Sobradamente conocida es la vinculación, derivada de su propia advocación de la Virgen de Guadalupe, titular mariana de la hermandad de Las Aguas con la devoción universal mexicana homónima. Una vinculación que queda patente en múltiples detalles que la corporación se encarga de conservar y cuidar, como parte de su propia idiosincrasia.

Así ocurrió este mismo año sin ir más lejos, el pasado mes de febrero, cuando, con motivo de la celebración del cincuenta aniversario de su bendición, se presentó la original portada de su boletín de 2017, una obra pictórica del diseñador gráfico de Cantillana Miguel Ferrera, que protagonizaba el rostro de Nuestra Señora de Guadalupe en este año tan especial para la corporación de la calle Dos de Mayo, adornada con ráfaga de fuego y manto estrellado, atributos propios de la misma advocación mexicana.

Ahora, una nueva presea para incorporar a su patrimonio, vuelve a ahondar en esta hermosa relación. Una corona realizada por la orfebre María Belén Hernández, quien recibiera sus primeras clases con Jerónimo Seco, para continuar en Córdoba su trayectoria vital junto a Paco Díaz, más tarde y también en la ciudad de San Rafael, en el taller de Díaz Roncero, para trasladarse a Sevilla con posterioridad y ejercer su labor en el taller Maestrante y en el de Marmolejo.

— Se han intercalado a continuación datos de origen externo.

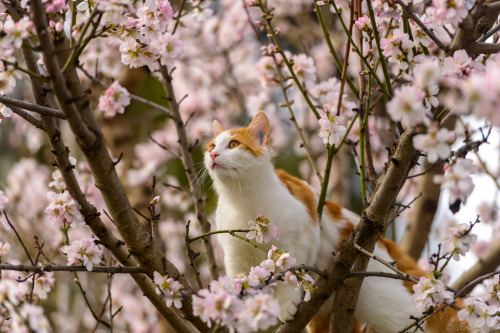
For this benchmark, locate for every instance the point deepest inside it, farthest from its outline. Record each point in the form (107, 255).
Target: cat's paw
(288, 310)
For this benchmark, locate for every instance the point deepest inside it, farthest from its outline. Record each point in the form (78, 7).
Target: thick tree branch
(42, 110)
(365, 233)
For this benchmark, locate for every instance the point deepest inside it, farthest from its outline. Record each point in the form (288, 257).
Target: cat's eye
(233, 144)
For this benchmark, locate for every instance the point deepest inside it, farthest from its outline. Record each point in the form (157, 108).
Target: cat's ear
(218, 129)
(259, 127)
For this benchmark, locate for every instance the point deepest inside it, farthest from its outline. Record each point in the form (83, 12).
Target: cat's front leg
(288, 299)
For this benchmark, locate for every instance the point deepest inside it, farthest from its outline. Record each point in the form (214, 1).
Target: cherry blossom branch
(40, 109)
(215, 233)
(132, 96)
(382, 58)
(487, 263)
(294, 121)
(365, 234)
(187, 160)
(112, 190)
(356, 49)
(409, 12)
(385, 263)
(66, 101)
(457, 294)
(78, 47)
(18, 237)
(336, 58)
(192, 256)
(26, 116)
(24, 70)
(332, 150)
(267, 16)
(39, 269)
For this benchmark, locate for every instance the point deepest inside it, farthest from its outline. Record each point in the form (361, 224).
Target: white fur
(251, 187)
(247, 185)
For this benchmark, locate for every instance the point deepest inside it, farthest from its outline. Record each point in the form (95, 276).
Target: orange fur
(321, 324)
(300, 191)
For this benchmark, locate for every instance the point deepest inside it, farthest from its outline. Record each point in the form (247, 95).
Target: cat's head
(237, 152)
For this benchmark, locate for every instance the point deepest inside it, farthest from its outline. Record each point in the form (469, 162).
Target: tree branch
(365, 233)
(42, 110)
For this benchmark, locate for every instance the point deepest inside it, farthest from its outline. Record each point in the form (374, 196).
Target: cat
(239, 163)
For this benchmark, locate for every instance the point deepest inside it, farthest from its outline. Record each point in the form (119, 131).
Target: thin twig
(19, 238)
(414, 17)
(63, 268)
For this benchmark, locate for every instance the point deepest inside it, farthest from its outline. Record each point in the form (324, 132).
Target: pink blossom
(136, 55)
(460, 65)
(444, 12)
(493, 291)
(4, 112)
(407, 106)
(262, 230)
(114, 100)
(332, 127)
(83, 251)
(170, 49)
(170, 288)
(457, 179)
(364, 24)
(16, 32)
(488, 212)
(304, 68)
(459, 240)
(258, 314)
(4, 249)
(54, 6)
(43, 284)
(3, 200)
(63, 208)
(435, 143)
(430, 292)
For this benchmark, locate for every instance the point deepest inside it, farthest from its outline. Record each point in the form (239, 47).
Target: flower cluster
(222, 304)
(332, 127)
(457, 179)
(3, 200)
(170, 289)
(435, 143)
(114, 100)
(262, 230)
(84, 252)
(4, 112)
(4, 249)
(430, 292)
(145, 39)
(459, 239)
(63, 209)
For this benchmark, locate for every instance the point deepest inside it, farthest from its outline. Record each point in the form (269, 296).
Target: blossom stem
(356, 49)
(288, 64)
(334, 54)
(332, 150)
(383, 61)
(77, 49)
(294, 121)
(216, 232)
(24, 70)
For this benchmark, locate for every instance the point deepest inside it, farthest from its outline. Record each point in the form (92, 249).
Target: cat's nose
(213, 155)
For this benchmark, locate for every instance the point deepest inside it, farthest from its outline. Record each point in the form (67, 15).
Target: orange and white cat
(239, 162)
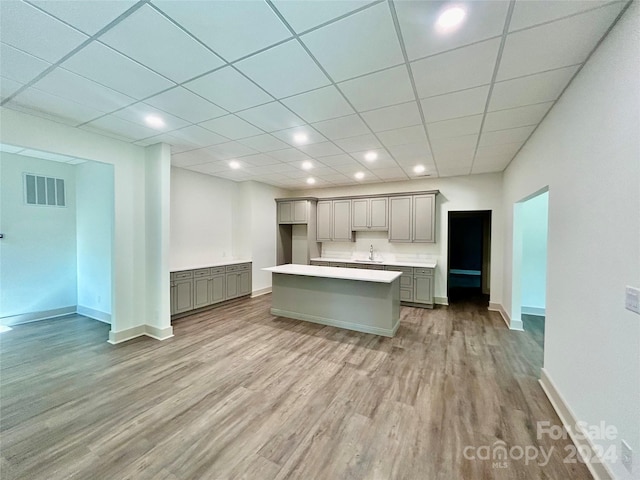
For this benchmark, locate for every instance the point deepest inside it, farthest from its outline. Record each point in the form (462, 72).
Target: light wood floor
(238, 393)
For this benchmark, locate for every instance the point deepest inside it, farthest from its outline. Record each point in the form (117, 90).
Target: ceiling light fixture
(154, 121)
(450, 19)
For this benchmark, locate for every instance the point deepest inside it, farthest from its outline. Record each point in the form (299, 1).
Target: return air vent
(44, 191)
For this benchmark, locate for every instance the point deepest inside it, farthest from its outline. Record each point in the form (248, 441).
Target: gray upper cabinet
(412, 218)
(369, 214)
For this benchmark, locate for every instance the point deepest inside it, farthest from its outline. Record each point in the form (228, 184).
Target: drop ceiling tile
(54, 107)
(484, 19)
(264, 143)
(290, 134)
(402, 136)
(88, 17)
(198, 136)
(66, 84)
(538, 88)
(229, 89)
(321, 104)
(27, 28)
(342, 127)
(231, 127)
(379, 89)
(516, 117)
(284, 70)
(455, 128)
(528, 14)
(289, 155)
(536, 49)
(394, 117)
(151, 39)
(232, 29)
(20, 66)
(321, 149)
(186, 105)
(111, 69)
(138, 112)
(453, 105)
(510, 135)
(359, 143)
(122, 127)
(347, 48)
(459, 69)
(271, 116)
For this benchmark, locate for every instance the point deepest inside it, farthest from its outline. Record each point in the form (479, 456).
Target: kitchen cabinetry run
(203, 287)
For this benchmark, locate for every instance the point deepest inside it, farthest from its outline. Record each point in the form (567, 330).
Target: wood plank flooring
(240, 394)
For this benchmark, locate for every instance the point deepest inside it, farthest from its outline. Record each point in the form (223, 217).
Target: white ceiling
(237, 80)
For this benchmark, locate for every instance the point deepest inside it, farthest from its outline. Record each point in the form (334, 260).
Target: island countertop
(379, 276)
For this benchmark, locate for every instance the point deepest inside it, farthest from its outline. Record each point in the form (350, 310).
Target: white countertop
(423, 264)
(217, 263)
(380, 276)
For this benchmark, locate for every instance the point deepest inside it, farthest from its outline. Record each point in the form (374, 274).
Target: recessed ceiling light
(154, 121)
(450, 19)
(300, 137)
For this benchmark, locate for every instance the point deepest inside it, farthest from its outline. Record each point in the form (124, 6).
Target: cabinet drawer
(423, 272)
(184, 274)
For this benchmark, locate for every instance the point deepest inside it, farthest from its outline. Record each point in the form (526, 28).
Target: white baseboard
(596, 466)
(95, 314)
(37, 316)
(535, 311)
(261, 291)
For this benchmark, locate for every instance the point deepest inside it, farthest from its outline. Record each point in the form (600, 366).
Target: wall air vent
(44, 191)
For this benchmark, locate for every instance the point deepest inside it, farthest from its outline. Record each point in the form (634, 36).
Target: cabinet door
(300, 211)
(184, 295)
(216, 288)
(232, 285)
(359, 214)
(378, 214)
(424, 218)
(323, 225)
(422, 290)
(400, 219)
(342, 221)
(285, 214)
(201, 297)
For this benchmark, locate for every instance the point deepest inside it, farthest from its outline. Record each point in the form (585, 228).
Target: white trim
(94, 314)
(337, 323)
(599, 469)
(37, 316)
(262, 291)
(535, 311)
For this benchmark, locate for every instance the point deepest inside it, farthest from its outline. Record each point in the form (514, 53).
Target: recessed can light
(154, 121)
(450, 19)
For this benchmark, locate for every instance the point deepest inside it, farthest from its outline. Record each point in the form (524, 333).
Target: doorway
(469, 256)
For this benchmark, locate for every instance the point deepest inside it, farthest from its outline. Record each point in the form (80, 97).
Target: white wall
(534, 251)
(476, 192)
(588, 153)
(38, 251)
(94, 225)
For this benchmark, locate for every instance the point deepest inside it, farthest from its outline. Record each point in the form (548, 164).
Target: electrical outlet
(627, 458)
(632, 299)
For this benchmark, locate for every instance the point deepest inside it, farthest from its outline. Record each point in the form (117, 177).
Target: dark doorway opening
(469, 257)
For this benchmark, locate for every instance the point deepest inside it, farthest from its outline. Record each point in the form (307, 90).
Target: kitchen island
(361, 300)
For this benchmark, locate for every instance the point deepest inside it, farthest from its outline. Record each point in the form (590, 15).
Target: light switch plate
(632, 299)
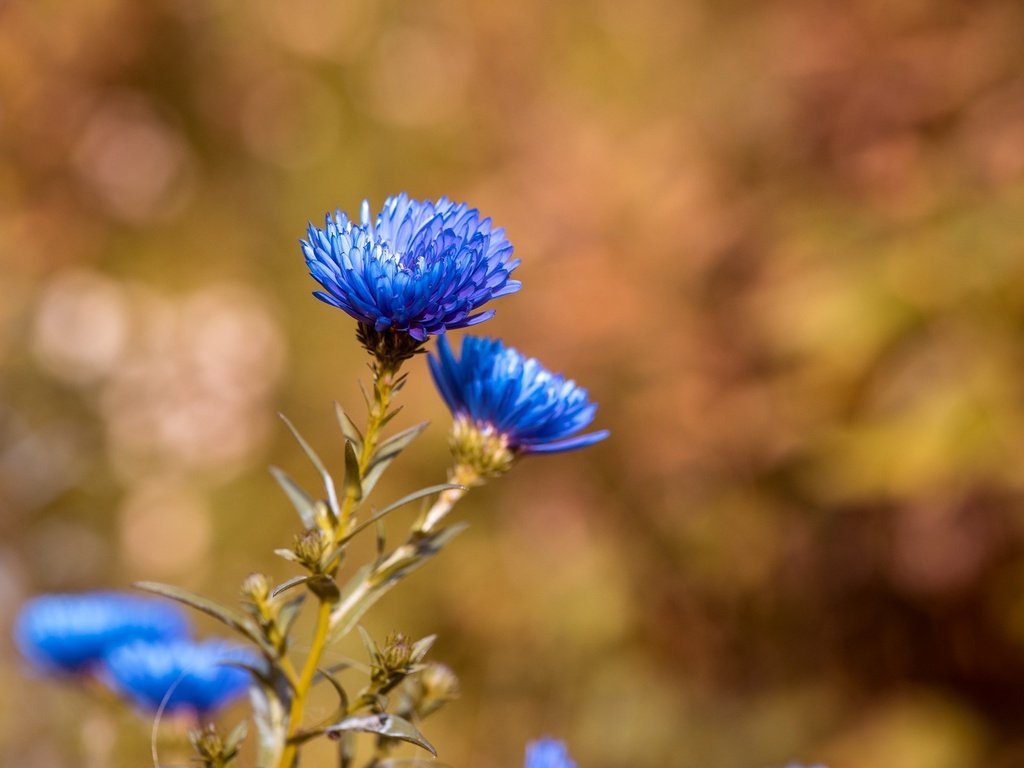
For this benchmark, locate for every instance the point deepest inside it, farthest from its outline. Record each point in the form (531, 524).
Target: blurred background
(779, 243)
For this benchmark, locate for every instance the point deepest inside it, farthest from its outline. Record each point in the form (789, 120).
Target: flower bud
(309, 548)
(480, 449)
(439, 683)
(256, 589)
(396, 656)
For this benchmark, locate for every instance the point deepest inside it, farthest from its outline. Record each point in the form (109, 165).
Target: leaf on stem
(353, 485)
(302, 502)
(332, 496)
(385, 724)
(223, 614)
(400, 503)
(387, 452)
(289, 612)
(348, 427)
(293, 582)
(271, 729)
(325, 588)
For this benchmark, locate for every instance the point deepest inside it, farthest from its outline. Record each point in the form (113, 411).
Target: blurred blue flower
(70, 633)
(547, 753)
(421, 268)
(535, 411)
(201, 677)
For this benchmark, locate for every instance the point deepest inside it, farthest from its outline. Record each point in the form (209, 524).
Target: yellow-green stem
(383, 389)
(305, 682)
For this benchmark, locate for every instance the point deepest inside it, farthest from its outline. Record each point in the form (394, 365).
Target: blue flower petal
(495, 386)
(547, 753)
(198, 677)
(420, 267)
(70, 633)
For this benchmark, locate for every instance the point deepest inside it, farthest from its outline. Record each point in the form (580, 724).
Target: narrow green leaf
(368, 642)
(390, 415)
(420, 647)
(289, 612)
(293, 582)
(223, 614)
(237, 736)
(385, 724)
(353, 484)
(400, 503)
(271, 724)
(287, 554)
(400, 440)
(332, 496)
(302, 502)
(424, 550)
(348, 427)
(339, 689)
(325, 588)
(366, 587)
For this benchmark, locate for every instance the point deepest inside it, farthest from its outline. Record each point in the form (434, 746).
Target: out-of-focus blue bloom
(547, 753)
(536, 411)
(201, 677)
(70, 633)
(422, 267)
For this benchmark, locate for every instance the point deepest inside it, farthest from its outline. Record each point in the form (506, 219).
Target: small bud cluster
(479, 448)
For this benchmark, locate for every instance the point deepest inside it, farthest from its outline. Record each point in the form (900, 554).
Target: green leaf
(236, 737)
(368, 642)
(325, 588)
(367, 587)
(348, 428)
(223, 614)
(387, 452)
(289, 612)
(293, 582)
(332, 496)
(384, 724)
(396, 443)
(353, 485)
(400, 503)
(302, 502)
(420, 647)
(287, 554)
(271, 724)
(342, 695)
(424, 549)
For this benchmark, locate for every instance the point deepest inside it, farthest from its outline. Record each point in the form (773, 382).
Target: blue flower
(547, 753)
(200, 677)
(494, 386)
(421, 268)
(70, 633)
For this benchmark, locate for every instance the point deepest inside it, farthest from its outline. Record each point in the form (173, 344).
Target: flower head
(501, 398)
(201, 677)
(420, 268)
(548, 753)
(70, 633)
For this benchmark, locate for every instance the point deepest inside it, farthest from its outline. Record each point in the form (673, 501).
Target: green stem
(384, 383)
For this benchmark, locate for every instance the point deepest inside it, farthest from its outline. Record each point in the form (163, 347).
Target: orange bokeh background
(782, 245)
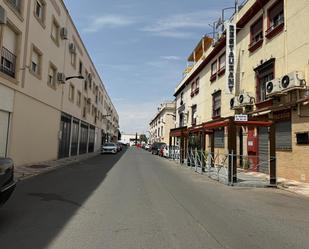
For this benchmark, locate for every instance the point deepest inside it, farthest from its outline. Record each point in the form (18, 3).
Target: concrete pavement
(137, 200)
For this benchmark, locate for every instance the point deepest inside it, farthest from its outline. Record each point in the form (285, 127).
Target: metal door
(74, 143)
(91, 139)
(83, 139)
(263, 150)
(4, 130)
(64, 143)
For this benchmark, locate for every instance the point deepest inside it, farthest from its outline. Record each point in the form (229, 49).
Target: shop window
(219, 138)
(284, 135)
(193, 114)
(216, 104)
(275, 19)
(256, 35)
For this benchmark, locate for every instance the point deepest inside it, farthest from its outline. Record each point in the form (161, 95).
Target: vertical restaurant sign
(230, 57)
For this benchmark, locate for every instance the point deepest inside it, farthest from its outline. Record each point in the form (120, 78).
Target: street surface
(135, 200)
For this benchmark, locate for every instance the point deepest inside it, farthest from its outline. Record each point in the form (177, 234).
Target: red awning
(216, 124)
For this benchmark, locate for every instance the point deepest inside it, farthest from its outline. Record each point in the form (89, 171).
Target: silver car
(109, 148)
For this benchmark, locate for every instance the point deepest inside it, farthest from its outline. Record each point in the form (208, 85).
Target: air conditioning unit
(61, 78)
(273, 87)
(64, 33)
(245, 99)
(3, 18)
(291, 80)
(72, 48)
(234, 103)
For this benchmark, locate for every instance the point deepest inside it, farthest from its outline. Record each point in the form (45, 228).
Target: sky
(140, 48)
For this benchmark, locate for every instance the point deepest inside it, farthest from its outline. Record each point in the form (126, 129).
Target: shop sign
(230, 56)
(241, 118)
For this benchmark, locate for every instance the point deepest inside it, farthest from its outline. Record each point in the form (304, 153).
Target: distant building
(162, 123)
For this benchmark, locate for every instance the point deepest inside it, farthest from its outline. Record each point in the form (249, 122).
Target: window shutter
(9, 39)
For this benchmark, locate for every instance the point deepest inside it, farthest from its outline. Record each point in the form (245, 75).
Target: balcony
(8, 62)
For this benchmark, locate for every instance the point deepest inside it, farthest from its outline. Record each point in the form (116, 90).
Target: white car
(109, 148)
(171, 151)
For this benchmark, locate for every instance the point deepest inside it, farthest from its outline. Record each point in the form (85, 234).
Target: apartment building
(264, 77)
(53, 103)
(162, 123)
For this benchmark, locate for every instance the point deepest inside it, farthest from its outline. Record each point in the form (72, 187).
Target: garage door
(4, 129)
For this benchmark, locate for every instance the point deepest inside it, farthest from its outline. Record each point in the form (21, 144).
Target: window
(222, 60)
(8, 52)
(256, 31)
(264, 75)
(302, 138)
(39, 11)
(55, 31)
(275, 16)
(79, 98)
(36, 61)
(80, 69)
(284, 135)
(16, 4)
(193, 114)
(52, 74)
(71, 92)
(193, 87)
(219, 138)
(213, 71)
(216, 104)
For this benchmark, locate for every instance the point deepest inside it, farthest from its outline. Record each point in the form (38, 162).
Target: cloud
(181, 25)
(108, 21)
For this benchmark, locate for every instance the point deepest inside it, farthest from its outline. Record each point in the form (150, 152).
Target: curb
(58, 164)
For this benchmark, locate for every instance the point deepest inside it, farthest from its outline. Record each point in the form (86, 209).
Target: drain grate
(39, 166)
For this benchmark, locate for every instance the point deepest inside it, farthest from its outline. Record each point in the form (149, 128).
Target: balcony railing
(8, 62)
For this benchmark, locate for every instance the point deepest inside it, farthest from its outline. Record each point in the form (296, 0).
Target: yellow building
(269, 86)
(45, 113)
(162, 123)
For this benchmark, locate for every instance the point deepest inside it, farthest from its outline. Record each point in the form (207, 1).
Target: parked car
(155, 148)
(172, 151)
(109, 148)
(7, 182)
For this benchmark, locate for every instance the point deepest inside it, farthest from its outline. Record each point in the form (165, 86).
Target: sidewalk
(257, 180)
(26, 171)
(282, 183)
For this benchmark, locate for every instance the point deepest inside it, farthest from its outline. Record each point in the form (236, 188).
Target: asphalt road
(136, 200)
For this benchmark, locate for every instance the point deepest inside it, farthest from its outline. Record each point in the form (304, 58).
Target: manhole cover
(38, 166)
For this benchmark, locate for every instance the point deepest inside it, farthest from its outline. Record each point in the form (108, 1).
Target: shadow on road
(41, 206)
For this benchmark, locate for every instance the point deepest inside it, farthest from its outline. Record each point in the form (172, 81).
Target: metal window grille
(8, 62)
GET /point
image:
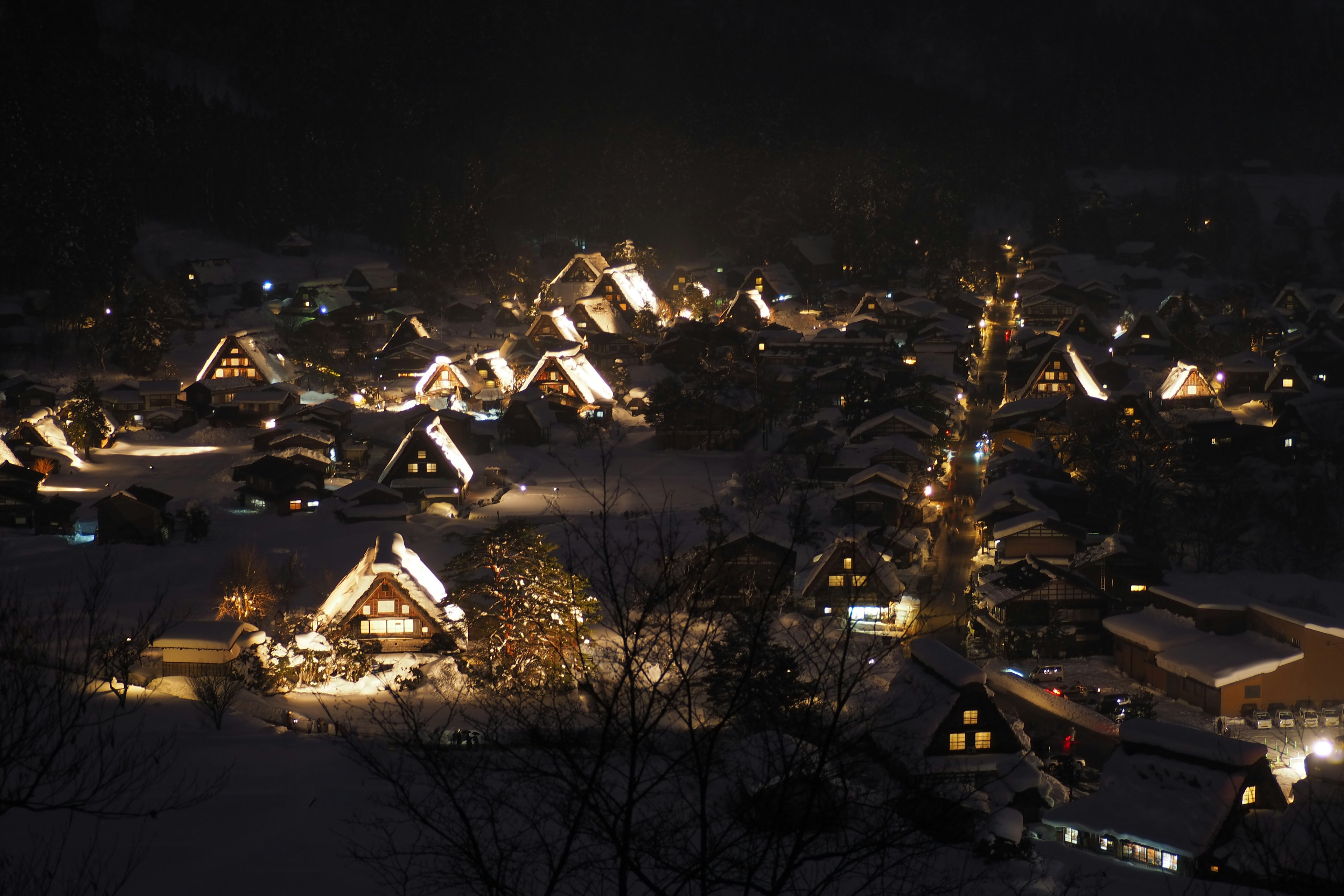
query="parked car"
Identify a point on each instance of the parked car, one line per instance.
(1048, 673)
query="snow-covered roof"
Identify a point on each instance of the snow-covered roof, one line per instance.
(1025, 522)
(257, 346)
(752, 298)
(1155, 629)
(436, 432)
(865, 452)
(913, 421)
(854, 539)
(566, 288)
(1279, 590)
(587, 378)
(213, 272)
(881, 472)
(1155, 800)
(945, 663)
(359, 488)
(875, 488)
(562, 323)
(604, 315)
(1222, 660)
(635, 288)
(203, 635)
(1176, 378)
(390, 556)
(1193, 742)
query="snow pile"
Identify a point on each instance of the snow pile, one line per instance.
(1189, 742)
(1155, 629)
(1221, 660)
(945, 663)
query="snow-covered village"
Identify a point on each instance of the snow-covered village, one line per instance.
(416, 479)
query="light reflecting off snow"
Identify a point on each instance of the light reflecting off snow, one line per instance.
(167, 450)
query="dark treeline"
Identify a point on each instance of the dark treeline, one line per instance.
(678, 124)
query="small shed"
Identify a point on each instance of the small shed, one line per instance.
(201, 648)
(136, 514)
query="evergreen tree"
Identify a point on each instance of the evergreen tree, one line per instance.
(537, 614)
(143, 335)
(86, 424)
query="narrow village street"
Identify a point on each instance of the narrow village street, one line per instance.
(945, 614)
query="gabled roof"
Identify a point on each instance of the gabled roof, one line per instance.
(752, 299)
(562, 322)
(1080, 355)
(874, 488)
(587, 378)
(213, 272)
(604, 315)
(901, 414)
(432, 428)
(390, 556)
(569, 285)
(1176, 378)
(854, 539)
(635, 288)
(880, 472)
(1046, 518)
(259, 346)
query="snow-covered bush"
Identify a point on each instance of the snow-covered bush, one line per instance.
(300, 657)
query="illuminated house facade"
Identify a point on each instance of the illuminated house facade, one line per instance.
(1171, 796)
(252, 354)
(392, 602)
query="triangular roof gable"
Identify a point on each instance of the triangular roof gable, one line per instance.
(1066, 352)
(554, 324)
(392, 561)
(1181, 378)
(272, 367)
(432, 434)
(1084, 324)
(576, 370)
(406, 332)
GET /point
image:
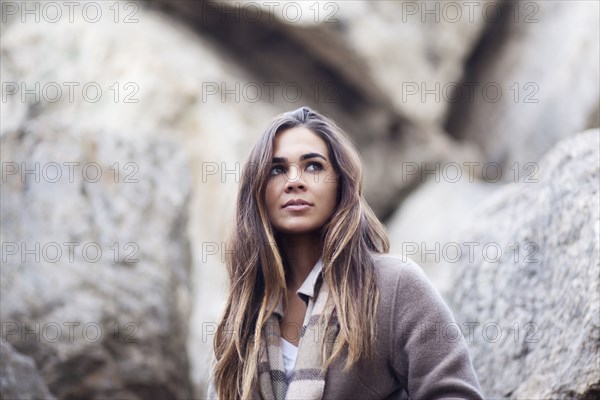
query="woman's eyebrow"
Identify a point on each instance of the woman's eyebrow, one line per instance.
(283, 160)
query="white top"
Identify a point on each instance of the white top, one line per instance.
(290, 352)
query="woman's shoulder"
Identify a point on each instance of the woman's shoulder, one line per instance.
(394, 267)
(399, 273)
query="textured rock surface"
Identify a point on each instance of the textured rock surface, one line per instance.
(171, 68)
(350, 62)
(95, 276)
(547, 71)
(19, 377)
(544, 297)
(430, 215)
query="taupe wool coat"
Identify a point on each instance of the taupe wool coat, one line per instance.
(418, 354)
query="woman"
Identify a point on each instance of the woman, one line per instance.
(314, 309)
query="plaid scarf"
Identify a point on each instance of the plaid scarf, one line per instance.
(308, 378)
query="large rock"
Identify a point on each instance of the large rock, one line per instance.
(19, 377)
(95, 274)
(420, 228)
(541, 79)
(350, 61)
(534, 311)
(176, 80)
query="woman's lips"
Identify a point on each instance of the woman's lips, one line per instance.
(297, 207)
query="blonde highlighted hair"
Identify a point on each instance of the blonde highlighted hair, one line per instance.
(256, 265)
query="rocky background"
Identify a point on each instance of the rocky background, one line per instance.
(124, 130)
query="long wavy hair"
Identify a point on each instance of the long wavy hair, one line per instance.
(256, 265)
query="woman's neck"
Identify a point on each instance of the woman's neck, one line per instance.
(301, 253)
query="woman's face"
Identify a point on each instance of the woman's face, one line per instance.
(301, 193)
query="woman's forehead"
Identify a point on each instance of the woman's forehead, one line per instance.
(298, 141)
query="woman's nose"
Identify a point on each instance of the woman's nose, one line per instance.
(294, 179)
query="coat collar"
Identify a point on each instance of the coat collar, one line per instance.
(308, 287)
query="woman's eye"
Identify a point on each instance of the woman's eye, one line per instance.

La pieza contiene dos significativos detalles de esta vinculación intercontinental, la imagen de la Virgen mexicana y la del indio Juan Diego, tal y como pueden apreciar en esta instantáneas del fotógrafo de ABCdeSevilla, José Javier Comas, cedidas a la hermandad de las Aguas. Una corona de camarín plateada regalada por sus camareras y priostes con motivo de su L aniversario.